I've launched 37 products in 5 years and not doing that again
Critique of “shotgun” product launching
- Many see “37 products in 5 years” as emblematic of shallow, visionless building: tiny widgets chasing quick money and virality instead of real customer problems.
- This is labeled “shotgun capitalism”: firing many low-effort shots hoping one hits, burning time, customers, and attention instead of coherently expanding around validated demand.
- Several argue that these aren’t really “products” so much as quickly-cranked-out web apps with no moat, in hyper-competitive niches.
Customer discovery and market fit
- Repeated theme: talk to real customers, ideally in domains you already know.
- Suggested process: hang out where they are, become part of their community, run many conversations, find a handful of early adopters, iterate with them for months.
- Books like The Lean Startup and The Mom Test are frequently cited as useful frameworks.
- Others push back that spending years “finding a problem” can be just as wasteful; most people want a middle ground: use existing expertise to narrow ideas, then iterate.
Indie hacker ecosystem, influencers, and survivorship bias
- Many commenters attribute this behavior to an influencer-driven “get rich quick” culture: build fast, tweet screenshots, sell tools to other builders.
- Strong skepticism about copying well-known solo founders, whose later success is heavily brand-driven and subject to survivorship bias.
- Some argue that much of the profit is in “selling shovels” (courses, templates, SaaS-for-SaaS) rather than solving real-world problems.
Ethics and quality of products
- The spammy marketing product that was sold for six figures draws intense condemnation: AI-generated replies, deceptive “testimonials,” exploiting vulnerable people.
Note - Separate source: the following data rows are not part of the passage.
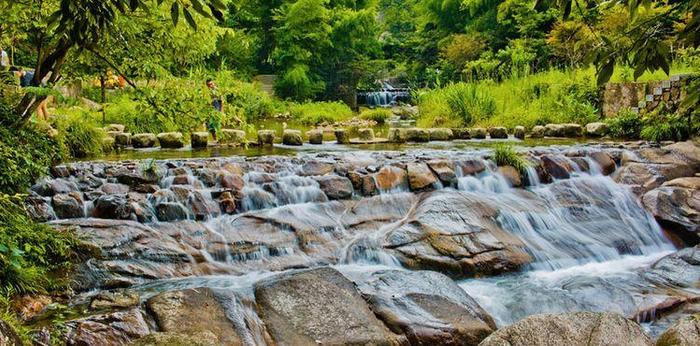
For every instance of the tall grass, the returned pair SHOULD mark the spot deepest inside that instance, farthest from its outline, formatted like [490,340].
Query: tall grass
[315,113]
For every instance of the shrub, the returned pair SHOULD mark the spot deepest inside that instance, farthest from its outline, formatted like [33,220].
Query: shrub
[80,135]
[25,155]
[505,155]
[456,105]
[378,115]
[315,113]
[626,124]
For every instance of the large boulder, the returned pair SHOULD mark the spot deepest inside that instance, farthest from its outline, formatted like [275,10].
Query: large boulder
[68,206]
[538,132]
[397,135]
[498,132]
[318,306]
[365,135]
[680,269]
[418,135]
[685,332]
[519,132]
[676,205]
[441,134]
[391,178]
[477,133]
[232,137]
[191,312]
[315,137]
[335,187]
[605,161]
[596,129]
[420,177]
[266,137]
[457,234]
[143,140]
[118,328]
[292,137]
[112,207]
[342,136]
[171,140]
[571,329]
[199,139]
[427,307]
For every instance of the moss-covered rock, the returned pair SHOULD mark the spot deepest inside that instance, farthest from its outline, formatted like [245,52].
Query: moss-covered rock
[173,140]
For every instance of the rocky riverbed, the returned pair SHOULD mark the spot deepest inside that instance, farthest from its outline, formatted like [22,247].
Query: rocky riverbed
[380,247]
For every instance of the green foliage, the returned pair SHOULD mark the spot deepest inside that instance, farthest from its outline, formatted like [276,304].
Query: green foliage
[626,124]
[378,115]
[320,112]
[79,134]
[29,251]
[505,155]
[662,124]
[458,104]
[25,155]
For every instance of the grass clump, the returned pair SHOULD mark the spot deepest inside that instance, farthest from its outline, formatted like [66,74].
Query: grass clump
[505,155]
[626,124]
[379,115]
[316,113]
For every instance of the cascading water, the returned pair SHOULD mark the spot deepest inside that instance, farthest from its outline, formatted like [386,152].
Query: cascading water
[573,244]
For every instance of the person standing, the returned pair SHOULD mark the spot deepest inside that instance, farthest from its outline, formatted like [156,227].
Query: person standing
[214,121]
[4,60]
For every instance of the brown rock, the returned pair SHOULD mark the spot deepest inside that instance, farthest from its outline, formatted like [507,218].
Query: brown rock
[193,311]
[420,177]
[118,328]
[318,306]
[571,329]
[391,177]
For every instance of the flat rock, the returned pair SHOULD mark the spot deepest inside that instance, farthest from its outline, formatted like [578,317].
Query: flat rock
[571,329]
[318,306]
[193,311]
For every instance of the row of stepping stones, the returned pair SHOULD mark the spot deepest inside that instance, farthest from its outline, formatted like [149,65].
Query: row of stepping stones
[175,140]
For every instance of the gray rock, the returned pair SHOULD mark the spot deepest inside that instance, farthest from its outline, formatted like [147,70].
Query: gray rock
[315,137]
[365,134]
[676,205]
[519,132]
[418,135]
[118,328]
[199,139]
[477,133]
[537,132]
[427,307]
[193,311]
[171,140]
[318,306]
[292,137]
[112,207]
[168,211]
[68,206]
[342,136]
[266,137]
[498,132]
[596,129]
[143,140]
[335,187]
[571,329]
[232,137]
[685,332]
[680,269]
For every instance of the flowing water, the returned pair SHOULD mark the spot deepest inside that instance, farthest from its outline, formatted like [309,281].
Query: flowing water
[589,238]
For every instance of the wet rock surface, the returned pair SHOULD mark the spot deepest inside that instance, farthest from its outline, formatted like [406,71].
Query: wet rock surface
[318,306]
[581,328]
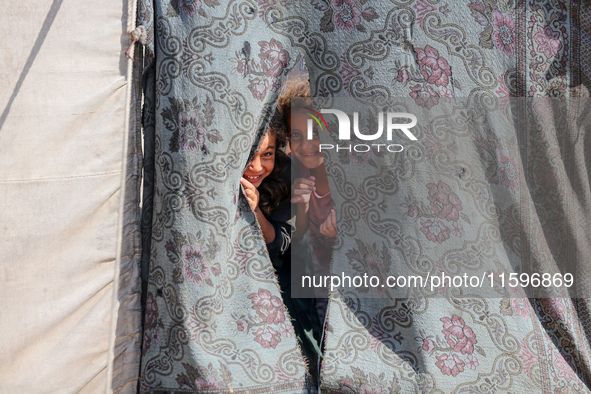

- Commenters are disturbed that LLMs are so often used to create spam and low-trust content; some are glad those products don’t seem durable.
Marketing vs building; hobby vs business
- Strong divide: builders who love crafting solid apps vs those focused on validation and revenue.
- Several stress: if the goal is income, marketing and distribution matter more than code quality; if the goal is fun/learning, treat it as a hobby and drop business expectations.
- Slow, patient growth and sticking with one problem space are repeatedly recommended, but many admit they struggle with patience.
Economics, exits, and burnout
- The reported revenues and small acquisitions are seen by some as poor compensation for years of work; others note they could be life-changing in lower-cost regions.
- Some see quickly selling small products as a way to clear mental debt (“idea #3487”) even if the cash is modest.
- Several ex-indie hackers describe burning out on this cycle and switching to employment or more focused, long-term businesses.